UNEP facilitating Belgrade’s participation in two UN SE4All initiatives: BEA and DES workshops
Workshops on two UN Environment’s projects that will help Serbian capital to improve energy efficiency in buildings and district heating system were held during the Energy Week in Belgrade. Belgrade is the only city in the world that participates in both UNEP initiatives.
The Building Efficiency Accelerator (BEA) and Global District Energy in Cities (DES) initiatives are part of the UN Sustainable Energy for All (SE4All) initiative, and Belgrade is the only city in the world which participates in both initiatives, Sonja Maličević, the representative of the UNEP’s Office in Vienna, said at the workshop on BEA initiative held during the Energy week.
She said that for the 2016-2017 period Belgrade has been selected as one of 6 cities to enter into a so-called deep dive partnership with BEA, adding that Belgrade also joined DES initiative in 2016.
Eric Mackers from the World Resources Institute (WRI), which coordinates BEA, said that the SE4All initiative is focused on achieving the goal of sustainable energy by 2030, while doubling the rate of energy efficiency is core focus of BEA work.
“Building efficiency is important for at least three reasons: the large impact – buildings account for about one third of the demand for energy in the world, the large potential – projection shows that at least one third of energy use can be reduced in buildings by 2050. It is also a cost-effective investment,” he said.
Mackers pointed out that it also provides benefits to people across social, economic and environmental perspective.
He said that there are many barriers on the path but that BEA is focused on developing new partnerships across the public, private and civil society sectors, and understanding how important is to collaborate and find together ways to overcome those barriers.
BEA partnership provides various kinds of support such as support in local action prioritization or assistance of local network experts. It also helps cities and buildings to connect with funding and finance opportunities, provides international collaboration and enables cities to exchange experiences.
“We see ourselves in this global partnership as a kind of intermediary between these big, ambitious global goals and decision makers and those who have to implement those goals”, he said.
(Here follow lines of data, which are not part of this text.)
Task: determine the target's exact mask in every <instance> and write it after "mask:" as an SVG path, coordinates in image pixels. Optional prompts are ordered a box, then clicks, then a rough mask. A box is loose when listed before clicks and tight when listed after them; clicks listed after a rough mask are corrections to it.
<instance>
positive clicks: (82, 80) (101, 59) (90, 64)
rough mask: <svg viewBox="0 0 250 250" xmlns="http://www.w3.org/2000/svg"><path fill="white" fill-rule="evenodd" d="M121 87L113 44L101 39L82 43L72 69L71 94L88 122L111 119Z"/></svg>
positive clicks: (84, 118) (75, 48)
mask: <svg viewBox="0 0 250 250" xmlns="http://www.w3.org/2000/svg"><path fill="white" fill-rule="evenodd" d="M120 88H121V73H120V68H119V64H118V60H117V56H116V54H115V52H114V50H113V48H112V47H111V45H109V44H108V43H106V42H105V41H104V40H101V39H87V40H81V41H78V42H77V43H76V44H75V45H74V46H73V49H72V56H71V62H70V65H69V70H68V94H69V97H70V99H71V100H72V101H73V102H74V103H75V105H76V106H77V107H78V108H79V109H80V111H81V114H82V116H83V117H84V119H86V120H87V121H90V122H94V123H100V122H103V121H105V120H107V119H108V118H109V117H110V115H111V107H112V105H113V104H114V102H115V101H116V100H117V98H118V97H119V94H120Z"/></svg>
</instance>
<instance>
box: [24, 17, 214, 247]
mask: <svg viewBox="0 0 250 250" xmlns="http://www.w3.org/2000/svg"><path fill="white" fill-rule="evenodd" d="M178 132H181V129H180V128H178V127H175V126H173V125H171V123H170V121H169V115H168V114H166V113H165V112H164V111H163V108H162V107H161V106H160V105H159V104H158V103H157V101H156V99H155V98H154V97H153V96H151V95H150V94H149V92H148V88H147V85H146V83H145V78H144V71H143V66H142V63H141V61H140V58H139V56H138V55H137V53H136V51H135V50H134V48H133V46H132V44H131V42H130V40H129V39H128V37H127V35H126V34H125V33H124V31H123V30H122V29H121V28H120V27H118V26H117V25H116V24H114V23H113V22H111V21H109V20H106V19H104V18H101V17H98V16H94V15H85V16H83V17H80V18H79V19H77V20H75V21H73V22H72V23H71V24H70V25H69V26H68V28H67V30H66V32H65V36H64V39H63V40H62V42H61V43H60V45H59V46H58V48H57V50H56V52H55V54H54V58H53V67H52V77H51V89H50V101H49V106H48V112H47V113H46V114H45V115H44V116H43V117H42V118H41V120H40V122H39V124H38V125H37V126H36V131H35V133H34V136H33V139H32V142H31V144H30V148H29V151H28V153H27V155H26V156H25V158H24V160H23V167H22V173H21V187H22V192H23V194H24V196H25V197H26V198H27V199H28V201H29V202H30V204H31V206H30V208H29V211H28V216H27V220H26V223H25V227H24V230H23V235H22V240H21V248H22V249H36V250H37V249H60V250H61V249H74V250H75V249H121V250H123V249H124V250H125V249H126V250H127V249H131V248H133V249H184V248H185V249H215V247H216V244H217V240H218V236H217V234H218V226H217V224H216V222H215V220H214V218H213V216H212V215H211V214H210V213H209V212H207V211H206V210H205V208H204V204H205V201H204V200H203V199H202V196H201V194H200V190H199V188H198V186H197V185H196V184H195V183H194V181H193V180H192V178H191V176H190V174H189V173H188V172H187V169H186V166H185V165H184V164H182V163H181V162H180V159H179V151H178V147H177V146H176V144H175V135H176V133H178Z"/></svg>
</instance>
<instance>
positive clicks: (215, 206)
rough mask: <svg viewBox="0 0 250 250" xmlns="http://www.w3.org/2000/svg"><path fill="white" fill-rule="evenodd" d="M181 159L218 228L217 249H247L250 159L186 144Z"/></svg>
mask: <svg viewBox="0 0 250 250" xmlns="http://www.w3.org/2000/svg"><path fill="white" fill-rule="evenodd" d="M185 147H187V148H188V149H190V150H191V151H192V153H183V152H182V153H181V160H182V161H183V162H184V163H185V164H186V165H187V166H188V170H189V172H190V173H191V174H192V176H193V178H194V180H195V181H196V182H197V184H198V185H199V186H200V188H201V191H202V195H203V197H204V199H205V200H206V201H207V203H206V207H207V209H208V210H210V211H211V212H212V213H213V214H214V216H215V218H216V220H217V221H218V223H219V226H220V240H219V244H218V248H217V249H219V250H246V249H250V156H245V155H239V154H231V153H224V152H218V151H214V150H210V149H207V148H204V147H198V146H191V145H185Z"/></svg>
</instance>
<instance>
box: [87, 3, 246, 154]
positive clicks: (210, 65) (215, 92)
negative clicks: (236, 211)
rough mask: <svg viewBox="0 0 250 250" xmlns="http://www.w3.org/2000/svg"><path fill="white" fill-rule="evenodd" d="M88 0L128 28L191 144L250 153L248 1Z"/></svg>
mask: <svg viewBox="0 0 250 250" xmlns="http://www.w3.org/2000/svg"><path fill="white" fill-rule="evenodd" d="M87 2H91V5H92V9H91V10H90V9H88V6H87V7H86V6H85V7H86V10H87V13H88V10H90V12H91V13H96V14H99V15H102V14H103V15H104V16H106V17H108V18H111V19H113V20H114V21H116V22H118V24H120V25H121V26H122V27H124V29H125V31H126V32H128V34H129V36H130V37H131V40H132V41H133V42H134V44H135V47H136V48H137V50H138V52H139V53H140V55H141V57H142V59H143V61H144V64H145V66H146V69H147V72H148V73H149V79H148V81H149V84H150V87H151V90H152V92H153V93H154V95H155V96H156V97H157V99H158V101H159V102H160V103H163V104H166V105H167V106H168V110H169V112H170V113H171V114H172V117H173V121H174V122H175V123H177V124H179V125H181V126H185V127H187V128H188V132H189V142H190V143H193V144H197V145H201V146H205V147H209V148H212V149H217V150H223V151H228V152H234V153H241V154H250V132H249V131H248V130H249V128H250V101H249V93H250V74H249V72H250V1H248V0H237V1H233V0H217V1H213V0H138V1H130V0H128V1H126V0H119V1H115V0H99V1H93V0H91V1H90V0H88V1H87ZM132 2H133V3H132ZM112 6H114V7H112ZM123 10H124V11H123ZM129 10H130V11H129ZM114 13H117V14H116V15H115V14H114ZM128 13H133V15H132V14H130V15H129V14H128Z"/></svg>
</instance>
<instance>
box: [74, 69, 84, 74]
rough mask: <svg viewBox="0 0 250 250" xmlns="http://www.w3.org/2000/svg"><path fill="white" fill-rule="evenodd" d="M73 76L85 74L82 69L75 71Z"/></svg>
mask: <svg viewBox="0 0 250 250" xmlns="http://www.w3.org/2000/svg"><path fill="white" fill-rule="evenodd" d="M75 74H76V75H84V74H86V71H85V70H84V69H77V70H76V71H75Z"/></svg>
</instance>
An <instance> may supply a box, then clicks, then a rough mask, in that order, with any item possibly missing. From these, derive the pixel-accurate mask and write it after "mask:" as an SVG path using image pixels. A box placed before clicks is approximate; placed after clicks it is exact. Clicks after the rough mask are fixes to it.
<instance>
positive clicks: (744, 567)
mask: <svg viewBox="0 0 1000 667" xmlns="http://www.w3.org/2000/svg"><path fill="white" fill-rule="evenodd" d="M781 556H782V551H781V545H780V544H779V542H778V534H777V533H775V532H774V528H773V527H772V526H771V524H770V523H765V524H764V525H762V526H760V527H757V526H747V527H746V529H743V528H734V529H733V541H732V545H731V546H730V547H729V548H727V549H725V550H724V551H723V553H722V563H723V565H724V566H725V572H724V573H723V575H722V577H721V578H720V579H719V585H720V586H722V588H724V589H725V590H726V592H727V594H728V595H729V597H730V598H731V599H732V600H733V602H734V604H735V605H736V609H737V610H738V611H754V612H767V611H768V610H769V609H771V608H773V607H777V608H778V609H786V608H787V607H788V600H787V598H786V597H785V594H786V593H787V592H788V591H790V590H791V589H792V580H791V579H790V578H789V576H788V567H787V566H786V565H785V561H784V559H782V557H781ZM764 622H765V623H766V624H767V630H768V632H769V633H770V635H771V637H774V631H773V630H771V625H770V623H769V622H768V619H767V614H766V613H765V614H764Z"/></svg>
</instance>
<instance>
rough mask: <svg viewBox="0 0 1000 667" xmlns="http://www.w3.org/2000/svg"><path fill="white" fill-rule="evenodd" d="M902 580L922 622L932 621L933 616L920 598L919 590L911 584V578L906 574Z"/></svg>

What are the cities committed to do
When cities join BEA they commit to implement one enabling policy and one demonstration project and to develop method to track progress toward goals they have set. Based on that they should then develop a system for continuous improvement of energy efficiency, Mackers said.
Jelena Živković, BEA technical advisor, said that in case of Belgrade guidelines for the implementation of procedures in renovation projects are to be adopted as enabling policy.
Miodrag Grujić from the City’s Secretariat for Environmental Protection said that it was decided to conduct a demonstration project in the primary school “Vlada Obradović Kameni” due to its poor energy performance.
Petar Vasiljević from Belgrade district heating company, Beogradske elektrane (BE), said that building efficiency is precondition for developing an efficient and sustainable district heating system. He said that the buildings renovation in Belgrade could deliver savings which equal 1,000 MW of installed capacity.
Energy mapping of Belgrade
At the workshop on energy mapping for district heating, organized to facilitate Belgrade’s participation in District Energy in Cities Initiative or DES, Romanas Savickas from the UNEP’s Office in Copenhagen said that information are needed to identify potential and make decisions on increasing energy efficiency. He said that city of Amsterdam has the Energy Atlas while London has its Heat Map.
Energy maps contain various data such as energy consumption, type and density of buildings, large energy users, types of heating utilities, he said.
Bojan Bogdanović, Deputy Director of Engineering at Belgrade district heating company Beogradske elektrane, said that Belgrade’s advantage to London and Amsterdam is that the Serbian capital has developed heating network which covers 50 percent of inhabitants and city’s center.
Bogdanović also announced a “very ambitious project” on energy mapping of Belgrade.
He said that Beogradske elektrane plans to work with the UNEP on developing and implementing several of its goals, such as a study on connecting heating areas.